One of the many predications given ahead of the 2015 general election was that it was going to be ‘the social media election.’
Similar predictions were made in 2010, but in hindsight it really wasn’t. But what about 2015?
I suppose it depends how you define what it would it would take to remember a general election by the impact social media had on it. So my conclusion is that no, rather like 2010, social media did not define the general election. Therefore 2015 was not the social media election.
That’s not to say it didn’t have a much bigger impact on the journalism surrounding the 2015 general election than ever before. It certainly did. In 2010, Twitter was still treated with suspicion or outright contempt by many journalists. Facebook was still, for the majority of journalists, a personal, rather than professional, space.
In 2015, social media sat at the centre of media coverage of the general election. Sky News built a whole part of its election website around social discussion, breaking out sentiment by age and sex, for example.
The Press Association ran a UK politics page for Facebook, Tweets were referenced in content everywhere, and politicians and political parties were alert to the fact any post from them on social media was likely to attract mainstream media attention quickly.
But that’s where I think it fell down somewhat. Social media, for many politicians, remains a broadcast tool. It might have sat at the heart of election strategies – the Tories are rumoured to have spent fortunes on Facebook advertising – but the communication was very much one way.
And until that changes, I struggle to see how we can ever have a social media election – because until politicians realise that they need to have individual conversations on social media in the same way they do on the doorstep, they won’t be harnessing the power of social media properly.
To say social media is a powerful tool for change is rather like remarking that water is wet. Campaigns are won within days. The Manchester Evening News raised £1.4m in 24 hours for a burning dogs homes, thanks largely to people sharing on social media. Petitions, such as the one for a parliamentary debate on Hillsborough, reach their 100,000 target in days thanks to sharing on Twitter. Yet faced with the potential to connect with a large number of people, politicians seem determined to keep just shouting at them.
Indeed, at times Twitter’s best attribute to politicians has seemed to be the 140-character limit, providing politicians with a way to say as little as possible, but still get their message across. It’s not supposed to be like that.
There are exceptions, of course. Nicola Sturgeon has been widely acclaimed for her use of Twitter. She’s far from the first to be good on social. Ed Balls used to be active too, once giving me directions to a football ground. So to was John Prescott, once balling me out for disagreeing with him. But for every great political Twitter account i mention to someone, I invariably get back the question: “Ah, but do you know if s/he writes it themselves?”
The answer is that I don’t know. But what I do know is that the big political parties treat social media the same way they do every other form of communication: The more people you can reach for the least amount of effort, the better.
And while that approach works when determining the merit of a wrap in a local newspaper, or buying Facebook advertising, it misses the point of social media entirely. And as a result, the likes of Sturgeon are few and far between.
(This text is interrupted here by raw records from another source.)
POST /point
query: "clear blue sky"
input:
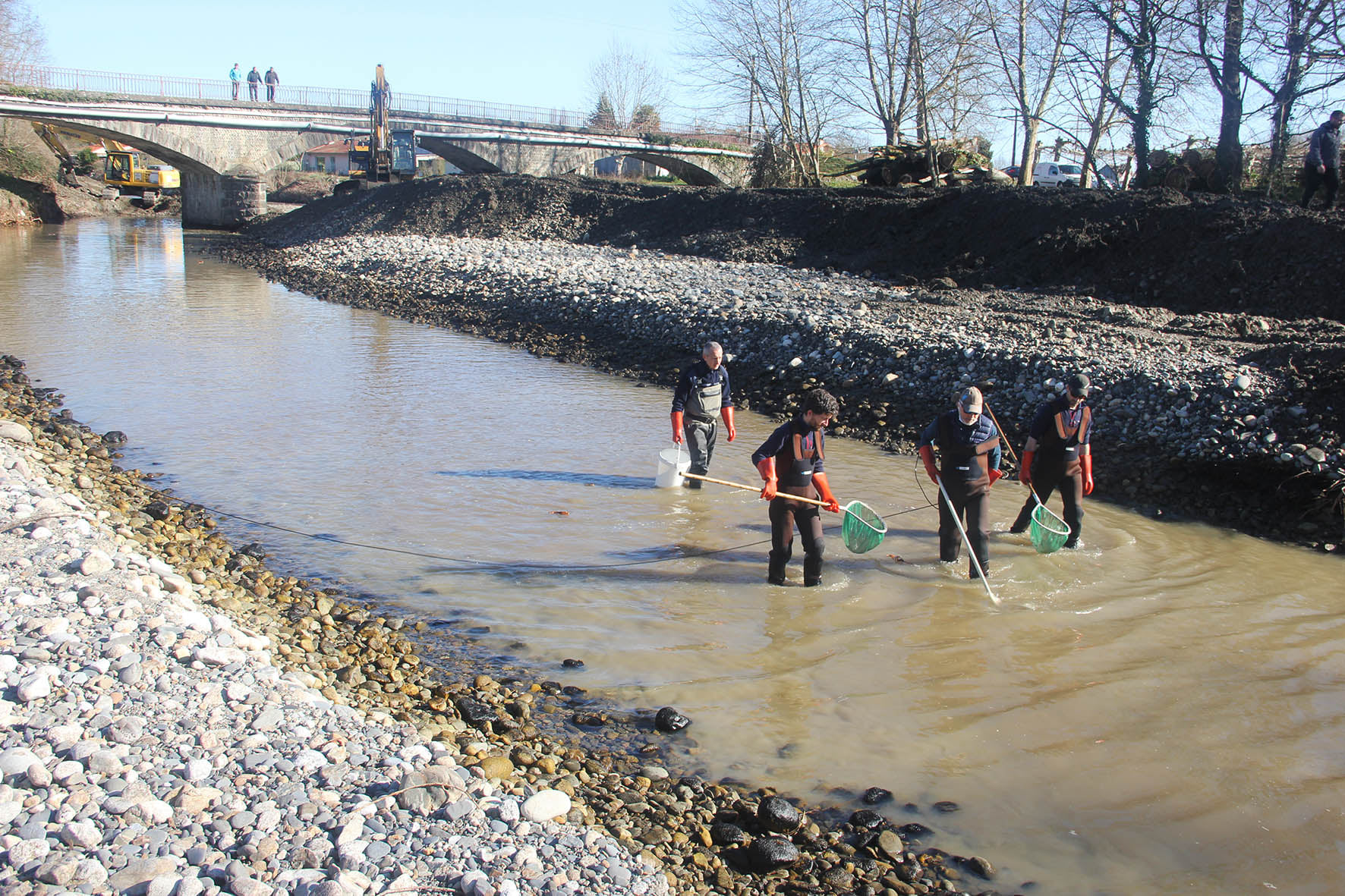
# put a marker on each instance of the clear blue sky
(517, 52)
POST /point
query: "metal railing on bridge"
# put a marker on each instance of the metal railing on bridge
(221, 90)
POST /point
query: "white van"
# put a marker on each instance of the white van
(1057, 174)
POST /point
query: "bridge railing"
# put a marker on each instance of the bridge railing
(221, 90)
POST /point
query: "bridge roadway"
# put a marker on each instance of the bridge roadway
(224, 148)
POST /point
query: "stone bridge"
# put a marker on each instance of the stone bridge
(222, 148)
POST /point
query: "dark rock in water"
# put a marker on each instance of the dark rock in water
(779, 816)
(474, 712)
(978, 866)
(837, 878)
(726, 835)
(915, 830)
(770, 854)
(867, 819)
(876, 795)
(158, 510)
(670, 720)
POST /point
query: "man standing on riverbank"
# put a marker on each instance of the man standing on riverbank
(1057, 455)
(790, 462)
(969, 447)
(702, 395)
(1322, 165)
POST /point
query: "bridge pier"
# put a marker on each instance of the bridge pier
(221, 201)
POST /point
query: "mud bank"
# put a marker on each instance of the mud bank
(1231, 419)
(513, 736)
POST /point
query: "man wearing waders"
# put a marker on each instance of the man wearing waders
(1057, 457)
(790, 462)
(969, 447)
(702, 395)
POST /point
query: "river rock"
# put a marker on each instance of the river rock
(779, 816)
(545, 803)
(770, 854)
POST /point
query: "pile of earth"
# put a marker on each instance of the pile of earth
(1188, 253)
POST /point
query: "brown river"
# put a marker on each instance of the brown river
(1160, 712)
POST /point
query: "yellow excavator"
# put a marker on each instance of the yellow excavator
(125, 171)
(386, 155)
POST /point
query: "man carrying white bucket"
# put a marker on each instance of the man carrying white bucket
(701, 396)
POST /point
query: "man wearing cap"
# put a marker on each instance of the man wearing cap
(969, 447)
(1057, 457)
(702, 395)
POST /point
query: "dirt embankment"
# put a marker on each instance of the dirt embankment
(1164, 299)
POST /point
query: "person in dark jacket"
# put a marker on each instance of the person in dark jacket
(790, 463)
(702, 395)
(1322, 165)
(1059, 455)
(969, 447)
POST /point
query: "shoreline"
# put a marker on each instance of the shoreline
(339, 657)
(1193, 420)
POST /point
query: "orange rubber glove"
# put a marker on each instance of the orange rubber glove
(1025, 468)
(927, 455)
(825, 492)
(767, 467)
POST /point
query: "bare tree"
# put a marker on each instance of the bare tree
(1298, 54)
(24, 42)
(1154, 35)
(876, 69)
(771, 55)
(1095, 69)
(1029, 41)
(1219, 49)
(628, 81)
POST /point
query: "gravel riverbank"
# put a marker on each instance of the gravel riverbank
(1233, 419)
(182, 720)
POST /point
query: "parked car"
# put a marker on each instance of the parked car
(1057, 174)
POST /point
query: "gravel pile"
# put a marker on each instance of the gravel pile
(1186, 405)
(150, 744)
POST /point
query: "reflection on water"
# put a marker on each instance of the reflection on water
(1161, 711)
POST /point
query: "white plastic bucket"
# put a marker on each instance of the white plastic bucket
(672, 463)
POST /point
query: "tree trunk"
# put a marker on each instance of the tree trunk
(1230, 151)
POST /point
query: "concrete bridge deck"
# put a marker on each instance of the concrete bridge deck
(224, 147)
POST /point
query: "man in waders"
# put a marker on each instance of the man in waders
(969, 447)
(791, 464)
(1057, 457)
(702, 395)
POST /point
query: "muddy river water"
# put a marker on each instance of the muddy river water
(1162, 711)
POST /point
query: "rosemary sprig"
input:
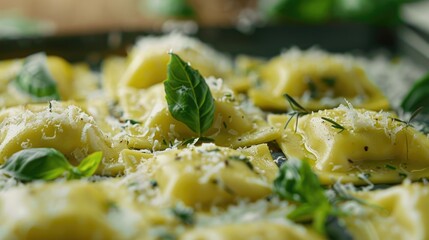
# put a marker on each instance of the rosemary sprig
(408, 124)
(334, 124)
(413, 115)
(298, 111)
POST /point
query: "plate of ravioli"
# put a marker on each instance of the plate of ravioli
(177, 140)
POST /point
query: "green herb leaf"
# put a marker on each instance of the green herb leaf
(89, 165)
(243, 159)
(297, 183)
(35, 80)
(334, 124)
(298, 111)
(418, 96)
(188, 96)
(184, 214)
(37, 164)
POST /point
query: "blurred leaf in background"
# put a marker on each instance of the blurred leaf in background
(13, 24)
(375, 12)
(168, 8)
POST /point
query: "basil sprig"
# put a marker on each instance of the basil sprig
(35, 80)
(48, 164)
(188, 96)
(297, 183)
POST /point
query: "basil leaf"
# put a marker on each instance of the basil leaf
(37, 164)
(188, 96)
(89, 165)
(418, 96)
(35, 80)
(297, 183)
This isn’t a ‘let’s bash social media’ blog. It’s hopefully a ‘let’s get real’ blog post. Social media works so well because it fits into people’s lives, and reflects the real world too. Treat Twitter like you would going into the pub is a common piece of advice. Reply to people, and listen to them, is another. Be useful is another. The political parties miss all of these points but probably pat themselves on the back for the reach of a Tweet or Facebook post.
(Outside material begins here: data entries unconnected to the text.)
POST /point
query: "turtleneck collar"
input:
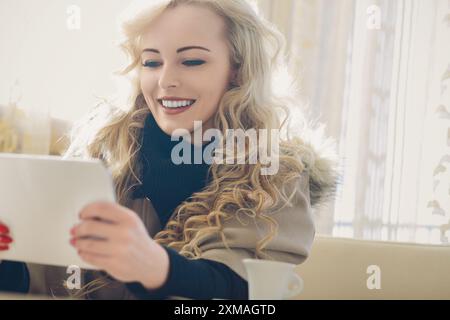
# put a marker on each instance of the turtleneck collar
(165, 183)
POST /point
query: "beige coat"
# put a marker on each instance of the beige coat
(292, 243)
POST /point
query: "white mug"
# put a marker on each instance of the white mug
(272, 280)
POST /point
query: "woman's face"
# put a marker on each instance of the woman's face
(172, 68)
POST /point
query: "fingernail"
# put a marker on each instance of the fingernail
(3, 229)
(5, 239)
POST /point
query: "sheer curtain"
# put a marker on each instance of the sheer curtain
(378, 74)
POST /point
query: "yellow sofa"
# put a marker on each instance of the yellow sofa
(340, 268)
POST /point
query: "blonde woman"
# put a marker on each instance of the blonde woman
(184, 229)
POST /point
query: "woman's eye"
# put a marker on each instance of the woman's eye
(150, 64)
(194, 62)
(189, 63)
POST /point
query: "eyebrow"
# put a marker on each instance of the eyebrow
(179, 50)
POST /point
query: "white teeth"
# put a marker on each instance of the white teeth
(176, 104)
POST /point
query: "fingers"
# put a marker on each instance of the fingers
(3, 229)
(106, 211)
(5, 239)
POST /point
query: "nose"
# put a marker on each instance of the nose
(168, 78)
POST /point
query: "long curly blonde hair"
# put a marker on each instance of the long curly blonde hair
(257, 50)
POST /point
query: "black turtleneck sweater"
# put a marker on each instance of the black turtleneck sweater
(166, 185)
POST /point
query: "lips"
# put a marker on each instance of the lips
(172, 111)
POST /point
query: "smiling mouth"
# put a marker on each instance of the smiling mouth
(175, 108)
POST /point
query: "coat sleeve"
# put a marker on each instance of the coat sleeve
(291, 244)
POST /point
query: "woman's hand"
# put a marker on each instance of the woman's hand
(5, 239)
(114, 239)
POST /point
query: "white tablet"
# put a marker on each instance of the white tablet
(40, 198)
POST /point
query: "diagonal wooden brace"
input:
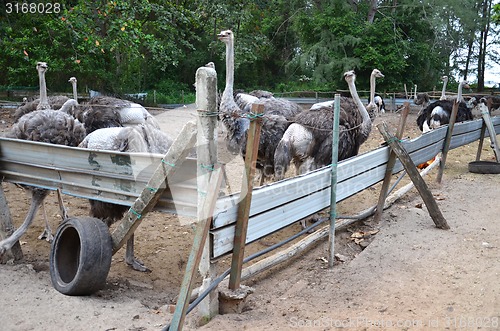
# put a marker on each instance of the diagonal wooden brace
(417, 180)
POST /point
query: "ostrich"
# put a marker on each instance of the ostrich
(278, 114)
(104, 112)
(49, 126)
(308, 141)
(140, 138)
(43, 102)
(438, 113)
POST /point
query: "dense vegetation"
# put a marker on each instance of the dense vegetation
(123, 46)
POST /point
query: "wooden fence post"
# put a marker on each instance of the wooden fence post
(411, 169)
(7, 228)
(206, 154)
(390, 165)
(200, 239)
(333, 188)
(244, 206)
(447, 141)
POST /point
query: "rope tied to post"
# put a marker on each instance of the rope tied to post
(209, 167)
(168, 163)
(207, 113)
(254, 116)
(135, 213)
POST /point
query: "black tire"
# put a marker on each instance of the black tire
(484, 167)
(80, 256)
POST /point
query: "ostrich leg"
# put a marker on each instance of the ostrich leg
(38, 195)
(131, 260)
(47, 232)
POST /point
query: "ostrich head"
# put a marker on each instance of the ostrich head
(41, 67)
(372, 106)
(226, 36)
(463, 84)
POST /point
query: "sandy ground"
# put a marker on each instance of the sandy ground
(410, 276)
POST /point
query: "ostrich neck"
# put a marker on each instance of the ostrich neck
(443, 92)
(361, 107)
(75, 94)
(227, 95)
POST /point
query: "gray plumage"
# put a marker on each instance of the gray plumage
(278, 114)
(55, 103)
(139, 138)
(105, 112)
(308, 141)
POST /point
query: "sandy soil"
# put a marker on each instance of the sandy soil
(410, 276)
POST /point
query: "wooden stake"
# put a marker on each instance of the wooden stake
(390, 165)
(240, 234)
(420, 184)
(481, 141)
(7, 229)
(154, 188)
(447, 141)
(333, 187)
(200, 237)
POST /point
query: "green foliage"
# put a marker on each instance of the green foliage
(131, 46)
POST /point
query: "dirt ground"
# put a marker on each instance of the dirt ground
(408, 276)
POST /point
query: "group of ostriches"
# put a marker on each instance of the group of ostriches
(289, 133)
(102, 123)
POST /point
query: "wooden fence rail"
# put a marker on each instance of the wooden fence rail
(280, 204)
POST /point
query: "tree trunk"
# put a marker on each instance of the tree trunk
(372, 11)
(481, 66)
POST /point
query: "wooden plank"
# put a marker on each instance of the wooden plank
(200, 237)
(268, 221)
(333, 185)
(240, 231)
(417, 180)
(113, 177)
(172, 161)
(390, 165)
(446, 146)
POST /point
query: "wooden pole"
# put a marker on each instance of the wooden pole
(390, 165)
(200, 238)
(7, 229)
(333, 187)
(207, 158)
(420, 184)
(447, 141)
(244, 206)
(481, 141)
(152, 191)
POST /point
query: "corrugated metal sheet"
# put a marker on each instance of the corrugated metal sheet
(104, 175)
(281, 204)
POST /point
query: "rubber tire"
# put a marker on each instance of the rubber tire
(484, 167)
(80, 256)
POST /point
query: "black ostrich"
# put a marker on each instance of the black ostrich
(438, 113)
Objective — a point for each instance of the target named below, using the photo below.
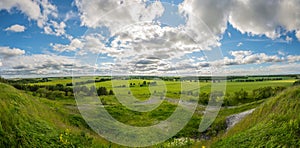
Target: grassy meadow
(48, 106)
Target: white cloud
(28, 7)
(293, 58)
(206, 19)
(255, 18)
(115, 14)
(16, 28)
(288, 39)
(264, 17)
(298, 35)
(55, 28)
(7, 52)
(239, 44)
(42, 65)
(74, 45)
(41, 11)
(247, 57)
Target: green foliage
(28, 122)
(276, 123)
(297, 83)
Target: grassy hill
(26, 121)
(276, 123)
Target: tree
(102, 91)
(241, 95)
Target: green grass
(276, 123)
(26, 121)
(172, 88)
(62, 114)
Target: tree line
(241, 96)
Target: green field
(58, 111)
(173, 88)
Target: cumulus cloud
(293, 58)
(42, 64)
(55, 28)
(74, 45)
(114, 14)
(16, 28)
(7, 52)
(298, 35)
(254, 18)
(265, 17)
(41, 11)
(239, 44)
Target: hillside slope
(276, 123)
(26, 121)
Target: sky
(42, 38)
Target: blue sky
(54, 37)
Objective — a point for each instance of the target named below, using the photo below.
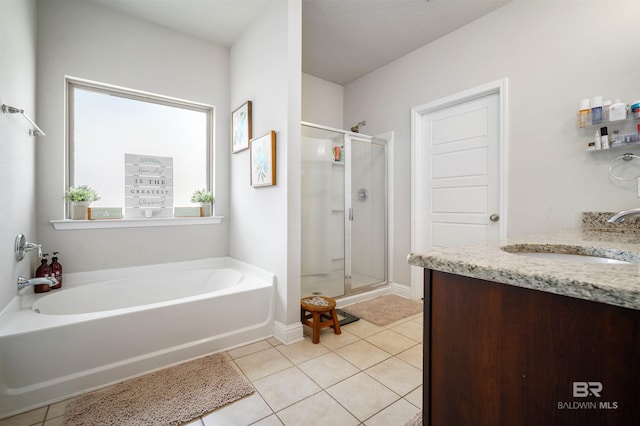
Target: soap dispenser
(56, 270)
(43, 270)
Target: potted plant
(205, 199)
(80, 198)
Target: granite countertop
(615, 284)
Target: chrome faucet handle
(21, 247)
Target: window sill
(66, 225)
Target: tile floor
(368, 375)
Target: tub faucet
(23, 282)
(621, 216)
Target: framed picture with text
(241, 128)
(263, 160)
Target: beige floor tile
(57, 409)
(390, 341)
(362, 354)
(274, 342)
(363, 328)
(242, 412)
(411, 330)
(399, 413)
(397, 375)
(263, 363)
(329, 369)
(26, 419)
(302, 351)
(272, 420)
(362, 396)
(415, 397)
(285, 388)
(412, 355)
(317, 410)
(335, 341)
(249, 349)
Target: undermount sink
(570, 253)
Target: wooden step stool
(319, 308)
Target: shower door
(367, 214)
(343, 235)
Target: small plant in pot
(205, 199)
(80, 198)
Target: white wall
(554, 54)
(265, 222)
(85, 40)
(17, 148)
(322, 102)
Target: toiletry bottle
(606, 109)
(604, 137)
(596, 110)
(618, 110)
(56, 270)
(42, 271)
(584, 113)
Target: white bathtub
(106, 326)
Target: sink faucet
(23, 282)
(621, 216)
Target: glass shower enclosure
(344, 212)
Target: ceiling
(342, 40)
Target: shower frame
(348, 218)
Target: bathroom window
(106, 123)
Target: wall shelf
(66, 225)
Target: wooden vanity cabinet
(498, 354)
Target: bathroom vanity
(517, 338)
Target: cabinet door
(504, 355)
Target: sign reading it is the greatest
(148, 185)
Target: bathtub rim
(21, 313)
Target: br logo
(584, 389)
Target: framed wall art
(263, 160)
(241, 127)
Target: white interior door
(458, 172)
(462, 176)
An MP last autumn boasted to me: “My local newspaper only sells 10,000 copies a week but a post on my Facebook people can be seen by 40,000 people. What do you think of that?”
In hindsight, my reply should have been: “I think you should focus on talking to people locally, rather than getting carried away by meaningless global numbers, you nugget.” Sadly, it wasn’t.
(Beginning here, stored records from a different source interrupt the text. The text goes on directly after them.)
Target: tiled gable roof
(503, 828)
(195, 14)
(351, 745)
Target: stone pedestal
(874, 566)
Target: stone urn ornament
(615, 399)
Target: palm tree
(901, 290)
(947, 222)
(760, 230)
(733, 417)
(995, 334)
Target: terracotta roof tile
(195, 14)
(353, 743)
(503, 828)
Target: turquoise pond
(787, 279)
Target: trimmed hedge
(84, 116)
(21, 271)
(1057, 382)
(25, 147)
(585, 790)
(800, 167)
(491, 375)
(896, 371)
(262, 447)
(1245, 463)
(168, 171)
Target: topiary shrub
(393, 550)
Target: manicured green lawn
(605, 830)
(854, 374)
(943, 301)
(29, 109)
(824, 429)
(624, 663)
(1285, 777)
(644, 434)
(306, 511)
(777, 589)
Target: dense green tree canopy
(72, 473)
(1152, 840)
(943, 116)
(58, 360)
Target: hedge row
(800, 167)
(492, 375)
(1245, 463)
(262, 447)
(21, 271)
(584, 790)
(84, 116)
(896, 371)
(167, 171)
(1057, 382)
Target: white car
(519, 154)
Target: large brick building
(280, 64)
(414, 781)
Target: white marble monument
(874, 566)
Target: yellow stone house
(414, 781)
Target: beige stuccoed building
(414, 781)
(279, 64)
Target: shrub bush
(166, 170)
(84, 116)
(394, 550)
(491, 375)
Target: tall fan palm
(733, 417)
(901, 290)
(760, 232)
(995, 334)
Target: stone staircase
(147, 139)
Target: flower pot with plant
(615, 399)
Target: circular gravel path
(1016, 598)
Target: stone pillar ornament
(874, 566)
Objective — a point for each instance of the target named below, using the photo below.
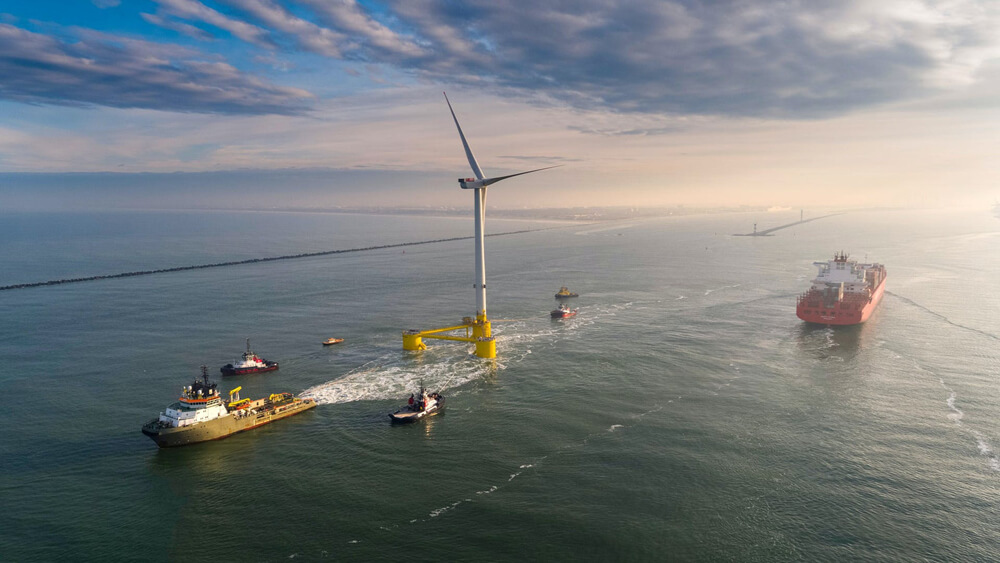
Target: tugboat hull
(406, 415)
(228, 369)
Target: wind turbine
(481, 332)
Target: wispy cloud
(93, 68)
(196, 11)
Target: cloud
(194, 10)
(735, 57)
(180, 27)
(93, 68)
(304, 33)
(350, 17)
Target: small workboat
(251, 363)
(564, 312)
(420, 406)
(565, 293)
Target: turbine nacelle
(472, 183)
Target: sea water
(684, 414)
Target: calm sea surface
(686, 414)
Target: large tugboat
(251, 363)
(843, 293)
(201, 414)
(565, 293)
(564, 312)
(423, 405)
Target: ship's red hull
(851, 310)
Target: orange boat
(843, 293)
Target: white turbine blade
(489, 181)
(468, 151)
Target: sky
(321, 103)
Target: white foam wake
(394, 375)
(982, 443)
(710, 291)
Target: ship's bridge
(836, 272)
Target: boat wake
(942, 317)
(956, 416)
(521, 469)
(711, 291)
(392, 377)
(445, 366)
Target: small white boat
(421, 405)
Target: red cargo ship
(844, 292)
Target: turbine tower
(482, 333)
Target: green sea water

Social media does have the power to determine an election in the future, in a far more democratic way than any traditional media outlet could ever claim to do (and let’s be frank, has The Sun really ever won an election, or has it just always ensured it’s backing the winning horse?)
The right party, with the right message, could do exactly what Barack Obama did a decade ago and bring together many people and secure a victory against the odds. But do so requires people to buy into the message, and buy into the person presenting that message. For that to happen requires personal relationships and engagement on social media.
As any newsroom social media editor will tell you, social media isn’t easy. It takes a lot of hard work to maintain relationships. But if you get it right, the rewards are there.
The social media election can happen – but only once politicians start treating networks as more than just an extra channel for an off-the-shelf party political broadcast.
So succeed at social, you need to succeed at being human. That’s where I fear our mainstream parties go wrong.